Yvonne Park: A Lifelong Student of Oils
When Anderson Artists Guild member Yvonne Park was a senior in high school, the art teacher allowed her to paint as an alternative to study hall, and a lifelong love for oils began. She says she prefers the slow-drying oils because “you can go back and change, smooth, and blend.”
An oil painting class at Tri-County Technical College in 2002 totally renewed her love of painting. Park has also traveled to study with experts. For instance, over the past few years, she has taken two three-day workshops on florals using transparent oils in Tennessee with Nancy Medina, an artist whom Park admires for her loose approach. “She lays out her palette and just starts flinging paint around, and all of a sudden there’s a flower,” Park said. “My painting style is very tight, and I don’t like to be that way.” This month, she is attending a three-day plein air workshop at Edisto Beach. And in October, she’ll travel to Raleigh, N.C., for a workshop with Irish artist Roisin O’Farrell. She also takes occasional classes at the Blue Ridge Art Center and the Greenville Center for Creative Arts.
Working mainly from her own photographs, Park paints landscapes and florals but has also been trying her hand at seascapes and horses lately. Her work has been in juried shows in Anderson, Clemson, Belton, and Seneca and at Art MoB Studios in Hendersonville, N.C. Her painting Vintage Lace recently won a merit award in the Anderson Arts Center Juried Show, and Camelia just won first place at the Garden Party show at The Blue Ridge Arts Center in Seneca. Park is a member of four artist guilds and belongs to a weekly painting group in Seneca, as well as a monthly critique group.
She also briefly operated an art studio in Six Mile, where she sold her own work and those of other artists using the space on a commission basis.
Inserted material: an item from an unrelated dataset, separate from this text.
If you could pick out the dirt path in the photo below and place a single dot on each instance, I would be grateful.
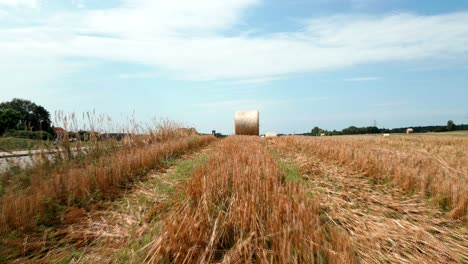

However, she closed the shop after only seven months when her husband retired as a contractor at Duke Energy. “I had always wanted a place to paint,” she said. “But I couldn’t justify the rent after retiring.”
A native of Chest Springs, Pennsylvania (population last census: 142), Park and her husband enjoy the leisurely pace in Six Mile, where they’ve lived for 38 years. They moved there for his job as a nuclear engineer at the Oconee Nuclear Station in 1980. She stayed home with their three children until the youngest started school. Then she returned to school at Tri-County Tech for an associate’s degree in business and worked at Clemson University in the Agricultural and Biological Engineering Department, the band office, and later as a medical transcriptionist for a doctor in Anderson, then an administrative specialist at Oconee Nuclear Station before retiring four years ago. The Parks have three children and eight grandchildren living in Charlotte, N.C, Summerville and Pickens.